Best for: Enterprise, telephony integration, large participant counts

The legacy player. Vonage (formerly TokBox/OpenTok) has been doing this longer than anyone. They support up to 3,000 participants in broadcast mode and have strong SIP/telephony integration. The platform feels dated but it works.

Standout features:

  • 3,000 participants (broadcast mode)
  • Strong SIP integration
  • VP9 codec support
  • Enterprise compliance (HIPAA, SOC2)

Watch out for:

  • Dated developer experience
  • No ongoing free tier
  • Audio billed same as video (unusual)
  • Rebranding confusion (TokBox → OpenTok → Vonage)

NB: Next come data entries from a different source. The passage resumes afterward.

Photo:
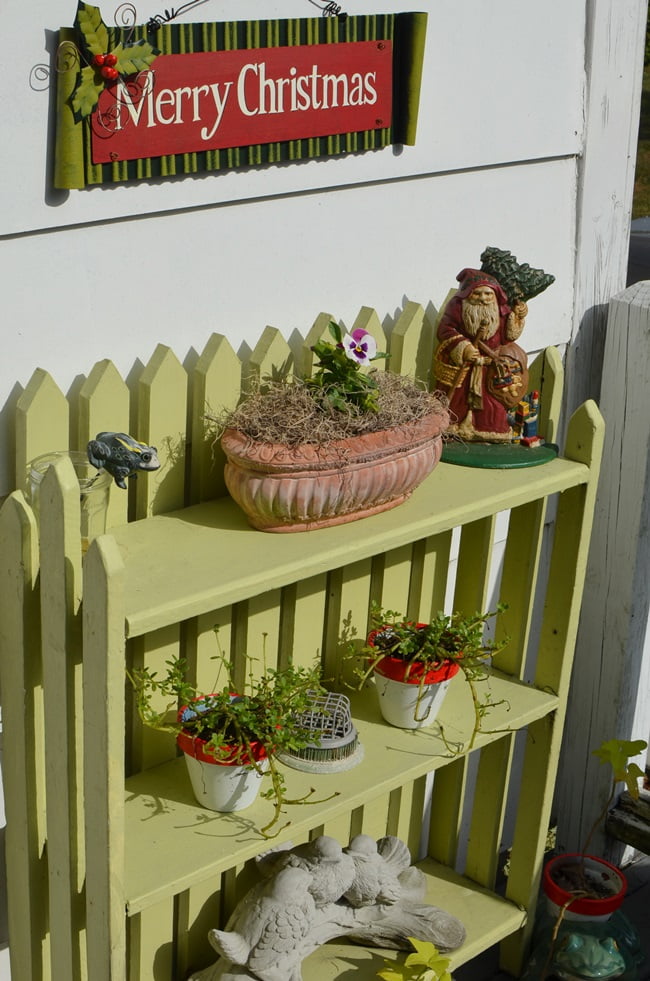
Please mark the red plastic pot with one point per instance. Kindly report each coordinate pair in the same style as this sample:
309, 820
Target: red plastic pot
609, 875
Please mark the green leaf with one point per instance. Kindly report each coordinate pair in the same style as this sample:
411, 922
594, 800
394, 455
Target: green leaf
616, 752
134, 58
93, 29
89, 88
391, 974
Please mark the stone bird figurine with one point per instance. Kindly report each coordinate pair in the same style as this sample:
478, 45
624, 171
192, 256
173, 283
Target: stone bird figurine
332, 872
266, 931
376, 878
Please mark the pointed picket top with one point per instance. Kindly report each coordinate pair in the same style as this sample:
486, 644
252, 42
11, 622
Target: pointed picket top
319, 330
42, 422
585, 436
271, 360
368, 319
411, 344
103, 406
547, 377
215, 386
161, 422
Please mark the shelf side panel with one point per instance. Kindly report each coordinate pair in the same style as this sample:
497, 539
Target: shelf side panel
104, 739
22, 756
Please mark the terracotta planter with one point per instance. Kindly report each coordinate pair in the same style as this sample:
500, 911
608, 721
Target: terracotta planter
411, 700
298, 488
218, 784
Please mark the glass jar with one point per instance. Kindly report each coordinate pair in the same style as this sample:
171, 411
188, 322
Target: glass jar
94, 488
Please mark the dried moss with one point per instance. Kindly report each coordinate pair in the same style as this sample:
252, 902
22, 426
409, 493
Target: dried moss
292, 413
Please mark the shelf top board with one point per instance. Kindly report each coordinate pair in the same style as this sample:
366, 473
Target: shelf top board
487, 918
172, 843
188, 562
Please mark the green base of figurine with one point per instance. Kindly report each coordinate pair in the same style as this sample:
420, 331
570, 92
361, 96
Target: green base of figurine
497, 456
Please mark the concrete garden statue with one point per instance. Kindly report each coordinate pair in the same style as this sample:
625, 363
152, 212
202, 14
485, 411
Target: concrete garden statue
339, 445
368, 892
413, 663
232, 735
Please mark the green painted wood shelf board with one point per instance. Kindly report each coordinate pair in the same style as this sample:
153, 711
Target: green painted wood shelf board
189, 562
162, 817
487, 918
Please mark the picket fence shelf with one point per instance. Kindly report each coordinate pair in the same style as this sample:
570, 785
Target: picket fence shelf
115, 873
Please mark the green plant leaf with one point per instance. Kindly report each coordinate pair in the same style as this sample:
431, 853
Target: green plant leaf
135, 57
92, 28
89, 88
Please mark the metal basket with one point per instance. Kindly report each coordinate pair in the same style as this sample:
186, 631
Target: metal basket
336, 743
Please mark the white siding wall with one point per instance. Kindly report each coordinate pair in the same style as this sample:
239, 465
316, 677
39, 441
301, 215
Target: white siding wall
108, 272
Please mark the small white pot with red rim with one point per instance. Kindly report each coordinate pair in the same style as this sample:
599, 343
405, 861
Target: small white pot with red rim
410, 696
222, 785
612, 880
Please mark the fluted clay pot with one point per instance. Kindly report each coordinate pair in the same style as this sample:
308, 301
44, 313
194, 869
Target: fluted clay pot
298, 488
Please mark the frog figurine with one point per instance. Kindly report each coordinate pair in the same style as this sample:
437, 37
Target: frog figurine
581, 956
121, 455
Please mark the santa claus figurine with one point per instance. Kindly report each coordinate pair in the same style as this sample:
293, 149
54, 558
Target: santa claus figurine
477, 364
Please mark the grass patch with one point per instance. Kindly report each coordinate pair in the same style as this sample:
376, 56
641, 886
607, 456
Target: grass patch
641, 200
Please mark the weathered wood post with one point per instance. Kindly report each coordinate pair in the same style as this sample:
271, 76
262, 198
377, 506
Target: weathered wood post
610, 693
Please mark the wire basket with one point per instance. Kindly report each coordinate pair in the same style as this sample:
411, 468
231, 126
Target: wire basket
336, 743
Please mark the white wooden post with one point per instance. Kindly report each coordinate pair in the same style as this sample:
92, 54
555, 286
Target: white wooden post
614, 47
610, 694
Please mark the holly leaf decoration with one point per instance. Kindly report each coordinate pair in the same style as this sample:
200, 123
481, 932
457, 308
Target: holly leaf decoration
92, 28
87, 91
135, 57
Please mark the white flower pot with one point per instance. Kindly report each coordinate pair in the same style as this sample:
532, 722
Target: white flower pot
584, 908
224, 786
407, 705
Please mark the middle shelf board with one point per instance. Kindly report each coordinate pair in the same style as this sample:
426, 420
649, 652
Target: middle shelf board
172, 843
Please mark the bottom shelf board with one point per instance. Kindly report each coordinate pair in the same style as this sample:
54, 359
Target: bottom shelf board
163, 818
487, 918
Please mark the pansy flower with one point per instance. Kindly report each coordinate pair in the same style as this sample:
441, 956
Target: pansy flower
360, 346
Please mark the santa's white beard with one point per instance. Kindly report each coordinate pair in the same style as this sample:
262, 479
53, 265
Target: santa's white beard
483, 317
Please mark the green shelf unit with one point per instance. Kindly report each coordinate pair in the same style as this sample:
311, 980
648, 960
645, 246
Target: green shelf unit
117, 873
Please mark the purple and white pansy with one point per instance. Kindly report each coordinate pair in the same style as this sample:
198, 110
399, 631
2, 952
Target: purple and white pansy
360, 346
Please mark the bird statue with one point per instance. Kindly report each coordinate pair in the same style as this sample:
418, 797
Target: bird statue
265, 932
376, 878
332, 871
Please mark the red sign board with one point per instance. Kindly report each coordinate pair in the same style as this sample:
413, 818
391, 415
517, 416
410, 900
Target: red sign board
220, 99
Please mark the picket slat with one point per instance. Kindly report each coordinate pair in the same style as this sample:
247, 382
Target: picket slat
411, 344
42, 422
271, 360
60, 558
319, 330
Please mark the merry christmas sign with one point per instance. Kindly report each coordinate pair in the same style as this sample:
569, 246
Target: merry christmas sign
164, 99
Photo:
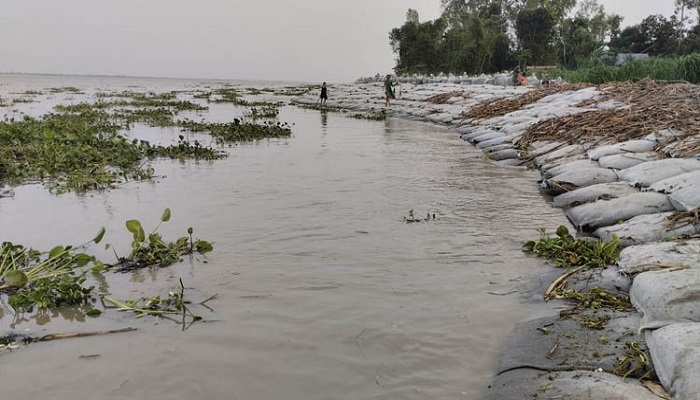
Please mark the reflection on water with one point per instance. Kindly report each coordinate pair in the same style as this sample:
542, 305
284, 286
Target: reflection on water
323, 291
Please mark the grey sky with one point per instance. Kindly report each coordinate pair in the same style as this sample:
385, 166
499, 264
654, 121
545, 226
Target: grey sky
301, 40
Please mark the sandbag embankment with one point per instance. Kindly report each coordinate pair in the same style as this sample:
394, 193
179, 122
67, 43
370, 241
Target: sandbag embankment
620, 160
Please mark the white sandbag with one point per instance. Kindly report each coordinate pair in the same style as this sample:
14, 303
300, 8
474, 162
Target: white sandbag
566, 151
675, 355
466, 129
540, 148
562, 165
504, 154
666, 297
686, 199
493, 142
578, 178
488, 136
592, 193
481, 132
630, 146
675, 183
684, 190
609, 212
645, 257
648, 173
645, 228
511, 162
627, 160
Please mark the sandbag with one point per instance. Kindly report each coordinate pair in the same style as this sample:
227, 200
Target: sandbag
648, 173
645, 257
469, 137
645, 229
675, 183
574, 179
666, 297
566, 151
687, 199
609, 212
684, 190
540, 148
592, 193
576, 385
482, 145
675, 354
504, 154
627, 160
630, 146
562, 165
530, 347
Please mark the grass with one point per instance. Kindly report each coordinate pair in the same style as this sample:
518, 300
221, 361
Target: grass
685, 68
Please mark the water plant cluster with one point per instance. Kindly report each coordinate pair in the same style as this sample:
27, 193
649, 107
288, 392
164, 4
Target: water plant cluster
152, 250
172, 306
566, 251
80, 152
578, 255
237, 131
57, 279
684, 68
411, 218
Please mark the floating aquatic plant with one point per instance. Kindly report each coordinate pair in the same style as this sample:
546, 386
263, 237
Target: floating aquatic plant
152, 250
412, 218
172, 306
566, 251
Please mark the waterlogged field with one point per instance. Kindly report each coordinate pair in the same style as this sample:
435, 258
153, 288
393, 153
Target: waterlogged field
213, 240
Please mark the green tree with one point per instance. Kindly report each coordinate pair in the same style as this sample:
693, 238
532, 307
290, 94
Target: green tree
418, 45
535, 31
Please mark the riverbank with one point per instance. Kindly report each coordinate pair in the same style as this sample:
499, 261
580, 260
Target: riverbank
622, 161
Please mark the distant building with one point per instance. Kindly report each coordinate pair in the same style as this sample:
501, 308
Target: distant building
622, 58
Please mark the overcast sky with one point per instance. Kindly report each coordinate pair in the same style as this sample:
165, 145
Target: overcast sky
289, 40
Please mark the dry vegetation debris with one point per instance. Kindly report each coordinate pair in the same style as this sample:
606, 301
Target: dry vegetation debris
500, 107
653, 106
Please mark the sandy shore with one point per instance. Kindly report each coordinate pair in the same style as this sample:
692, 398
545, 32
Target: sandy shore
621, 161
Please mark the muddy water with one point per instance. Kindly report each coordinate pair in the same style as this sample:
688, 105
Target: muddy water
324, 292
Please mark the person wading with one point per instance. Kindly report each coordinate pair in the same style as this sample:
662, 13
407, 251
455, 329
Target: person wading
388, 90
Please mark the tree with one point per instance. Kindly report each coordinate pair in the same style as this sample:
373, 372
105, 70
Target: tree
535, 31
418, 44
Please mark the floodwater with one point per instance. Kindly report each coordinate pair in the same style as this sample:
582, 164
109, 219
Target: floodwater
323, 291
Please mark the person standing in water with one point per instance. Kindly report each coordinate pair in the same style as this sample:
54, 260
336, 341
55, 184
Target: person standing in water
388, 90
324, 94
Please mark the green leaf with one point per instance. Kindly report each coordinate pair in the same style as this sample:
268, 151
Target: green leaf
134, 226
56, 251
82, 259
93, 312
99, 236
203, 246
16, 279
562, 231
99, 267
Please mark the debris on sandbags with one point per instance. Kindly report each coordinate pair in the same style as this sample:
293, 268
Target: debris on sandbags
500, 107
443, 98
653, 107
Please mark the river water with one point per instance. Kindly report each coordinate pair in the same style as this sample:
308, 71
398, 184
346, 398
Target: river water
323, 291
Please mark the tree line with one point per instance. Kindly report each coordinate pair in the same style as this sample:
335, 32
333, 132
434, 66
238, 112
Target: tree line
485, 36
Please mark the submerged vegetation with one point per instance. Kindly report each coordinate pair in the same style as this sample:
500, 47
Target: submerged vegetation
174, 305
238, 130
57, 279
83, 147
152, 250
566, 251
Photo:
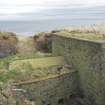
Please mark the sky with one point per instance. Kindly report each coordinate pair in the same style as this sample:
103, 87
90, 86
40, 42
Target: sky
11, 9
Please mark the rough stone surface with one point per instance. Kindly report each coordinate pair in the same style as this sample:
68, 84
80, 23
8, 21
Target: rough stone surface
88, 58
54, 91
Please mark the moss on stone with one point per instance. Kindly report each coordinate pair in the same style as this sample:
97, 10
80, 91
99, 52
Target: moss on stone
81, 35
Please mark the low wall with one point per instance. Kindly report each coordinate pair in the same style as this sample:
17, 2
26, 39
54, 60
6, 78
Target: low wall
88, 58
52, 91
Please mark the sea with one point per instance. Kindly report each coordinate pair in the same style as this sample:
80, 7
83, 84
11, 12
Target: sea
52, 19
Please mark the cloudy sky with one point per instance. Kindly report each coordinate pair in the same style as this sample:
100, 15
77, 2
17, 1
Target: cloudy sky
11, 9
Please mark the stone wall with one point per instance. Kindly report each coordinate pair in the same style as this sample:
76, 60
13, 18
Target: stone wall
88, 58
52, 91
8, 42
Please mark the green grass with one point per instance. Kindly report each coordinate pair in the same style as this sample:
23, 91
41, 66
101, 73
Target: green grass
74, 34
4, 62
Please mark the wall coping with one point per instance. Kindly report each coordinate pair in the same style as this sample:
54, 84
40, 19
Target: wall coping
80, 39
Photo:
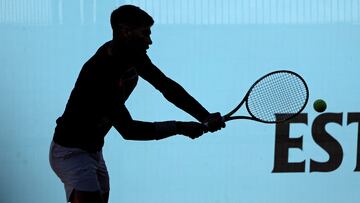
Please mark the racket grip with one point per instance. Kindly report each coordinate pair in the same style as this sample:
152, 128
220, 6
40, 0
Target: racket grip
206, 124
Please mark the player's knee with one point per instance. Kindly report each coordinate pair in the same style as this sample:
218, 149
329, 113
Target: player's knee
86, 197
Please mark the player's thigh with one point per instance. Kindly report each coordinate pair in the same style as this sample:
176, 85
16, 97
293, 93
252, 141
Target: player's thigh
87, 197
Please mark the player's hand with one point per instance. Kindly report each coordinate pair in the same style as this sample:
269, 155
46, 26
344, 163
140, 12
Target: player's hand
214, 122
190, 129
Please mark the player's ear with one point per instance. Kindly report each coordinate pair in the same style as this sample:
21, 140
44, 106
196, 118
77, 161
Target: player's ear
122, 31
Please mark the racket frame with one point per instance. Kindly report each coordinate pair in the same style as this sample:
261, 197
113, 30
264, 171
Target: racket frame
229, 116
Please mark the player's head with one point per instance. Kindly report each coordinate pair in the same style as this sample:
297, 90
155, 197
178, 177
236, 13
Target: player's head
132, 24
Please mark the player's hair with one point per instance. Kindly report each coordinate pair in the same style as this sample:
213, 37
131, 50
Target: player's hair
131, 16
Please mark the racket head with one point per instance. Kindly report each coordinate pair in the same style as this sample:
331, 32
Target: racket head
277, 97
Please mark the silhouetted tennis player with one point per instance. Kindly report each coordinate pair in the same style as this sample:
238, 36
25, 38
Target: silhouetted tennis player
97, 103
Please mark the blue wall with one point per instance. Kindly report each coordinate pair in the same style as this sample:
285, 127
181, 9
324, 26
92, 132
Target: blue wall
216, 58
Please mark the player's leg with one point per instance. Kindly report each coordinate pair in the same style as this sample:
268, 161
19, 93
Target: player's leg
103, 177
105, 197
87, 197
77, 169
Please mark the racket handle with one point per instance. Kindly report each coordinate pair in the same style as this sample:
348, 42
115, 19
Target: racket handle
206, 124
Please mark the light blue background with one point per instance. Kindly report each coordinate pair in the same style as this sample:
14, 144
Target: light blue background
216, 61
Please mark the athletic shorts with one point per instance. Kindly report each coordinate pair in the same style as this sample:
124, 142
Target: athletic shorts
79, 170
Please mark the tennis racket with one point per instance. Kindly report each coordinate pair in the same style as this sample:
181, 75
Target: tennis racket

Verdict: The "safe enterprise choice" for large organizations with telephony needs. Showing its age but reliable.

Twilio Video

Best for: Existing Twilio customers, 1:1 calls

Twilio announced Video EOL in 2023, reversed it in October 2024, but the scare revealed their limited commitment to video as a standalone product. Use it if you're already in the Twilio ecosystem for Voice/SMS. Otherwise, look elsewhere.

Standout features:

  • Excellent Flex/Voice/SMS integration
  • Good documentation
  • Virtual backgrounds, AI noise cancellation

Watch out for:

  • Limited to 50 participants (vs 200+ competitors)
  • No ongoing free tier
  • Uncertain roadmap after EOL scare
  • Focused on 1:1, not group meetings

Verdict: Only if you're already all-in on Twilio. The EOL reversal shows this isn't their priority.

Whereby Embedded

Best for: Non-technical teams, fastest possible integration

Whereby is the simplest option. Embed via iframe, done. Trade customization for speed. Their free tier is smaller (2K minutes) but for simple use cases, you can ship in a day.

Standout features:

  • iframe embed - minutes to integrate
  • No app downloads required
  • Clean, minimal UI
  • Integrations (Trello, Miro, Google Docs)

Watch out for:

  • Limited customization
  • Smaller free tier (2K vs 10K)
  • 24 video tile limit
  • Not for complex use cases

Verdict: Perfect for non-developers or when integration speed matters more than customization.

Jitsi

Best for: Self-hosters, privacy-focused, zero budget

The free champion. Jitsi Meet is fully open source - self-host it and pay nothing but server costs. It's been around 10+ years, has a large community, and requires no accounts for guests.

Self-hosted (free):

  • Jitsi Meet - free
  • Jitsi Videobridge - free
  • Jibri (recording) - free but resource-intensive
  • Infrastructure - your cost

JaaS (managed): $99-999/mo based on Monthly Active Users, not minutes.

Watch out for:

  • Complex self-hosted setup
  • Recording (Jibri) needs dedicated server
  • Documentation scattered
  • Less polished than commercial options

Verdict: The "free as in beer" champion. If you have DevOps capacity and want zero vendor lock-in, Jitsi delivers.

Decision Matrix

By Company Stage

Stage Primary Choice Secondary Avoid
Pre-seed/Hackathon Jitsi, LiveKit (free) Daily.co free tier Enterprise platforms
Seed Startup Daily.co, 100ms LiveKit Cloud Agora (complex pricing)
Series A+ Daily.co, LiveKit 100ms, Agora Twilio (limited scale)
Enterprise Agora, Vonage, Chime LiveKit Scale Whereby (limited)

By Use Case

Use Case Best Choice Runner-Up
1:1 Video Calls Daily.co Twilio
Group Meetings (<50) Daily.co, 100ms Whereby
Large Meetings (50-200) Daily.co, LiveKit Vonage
Webinars (200-1000) Agora, Vonage 100ms
Education/Classrooms 100ms Vonage
Telehealth (HIPAA) Daily.co 100ms, LiveKit
Gaming Agora LiveKit
AI Voice Agents LiveKit Agora
Self-Hosted Jitsi LiveKit

Final Thoughts

The WebRTC platform market has matured. Most platforms will work for most use cases. The differentiation is in:

  • Developer experience - Daily.co and 100ms lead here
  • AI capabilities - LiveKit is ahead, Agora catching up
  • Scale - Agora and Chime for massive deployments
  • Control - LiveKit and Jitsi for self-hosting
  • Price - Chime cheapest per-minute, Jitsi free

Don't overthink it. Pick a platform that matches your stage and use case, ship something, and validate. Migration is painful but not impossible if you outgrow your choice.

The worst decision is analysis paralysis. Pick one and build.